Biography:

At his only Olympic appearance at Helsinki 1952, 17-year old Genereux scored 95 points in round one of the clay pigeon trap shooting competition placing him tied for second place. In the second round the next day, the teenager posted the high score with 97 points to defeat Sweden’s Knut Holmqvist by one shot for a total of 192×200. Holmqvist, who beat Genereux for gold at the World Championships months earlier, needed a perfect final round of 25 to tie Genereux for first place. He went 23 straight missing the 24th bird and Genereux was awarded the gold medal. His win was a major surprise, especially since he was using an outdated single-barrel rifle. It was Canada’s only gold medal at Helsinki 1952 and its first since Frank Amyot’s in 1936.
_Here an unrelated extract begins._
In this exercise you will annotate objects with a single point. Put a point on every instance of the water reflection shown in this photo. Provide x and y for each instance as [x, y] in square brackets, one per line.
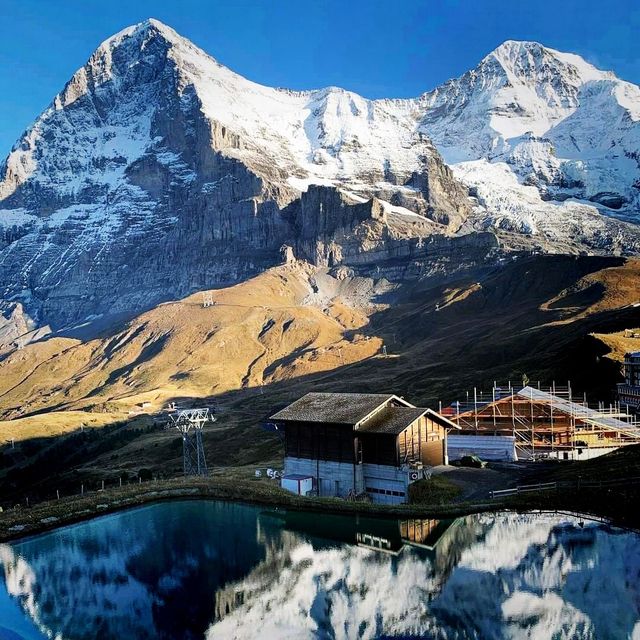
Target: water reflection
[215, 570]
A 1952 World Championships silver medalist, Genereux’s career was curtailed by rheumatoid arthritis, from which he had suffered since before his Olympic victory. He remained active in international sport shooting for over a decade, and captured a string of Canadian Championships even though he never competed at another Olympic Games. His first provincial title – the Junior Singles with 97×100 – came in 1950, and by 1953, he was Saskatchewan’s doubles champion. In 1955 he earned the Amateur Trapshooting Association (ATA) trophies for singles, doubles, and all-around championships repeating the doubles and the all-around in 1956, 1957 and 1961, winning the singles in 1957 and 1961.

Genereux graduated with a Bachelor of Arts degree from the University of Saskatchewan and a medical degree from McGill University in 1960 specializing in radiology, and was a professor in the department at the Royal University Hospital in Saskatoon.

In 1952, Genereux was awarded the Lou Marsh Trophy. He was inducted into the Canadian Olympic Hall of Fame in 1953, Canada’s Sports Hall of Fame in 1955, Saskatchewan Sports Hall of Fame in 1966, Saskatoon Sports Hall of Fame and Trapshooting Hall of Fame in 1986.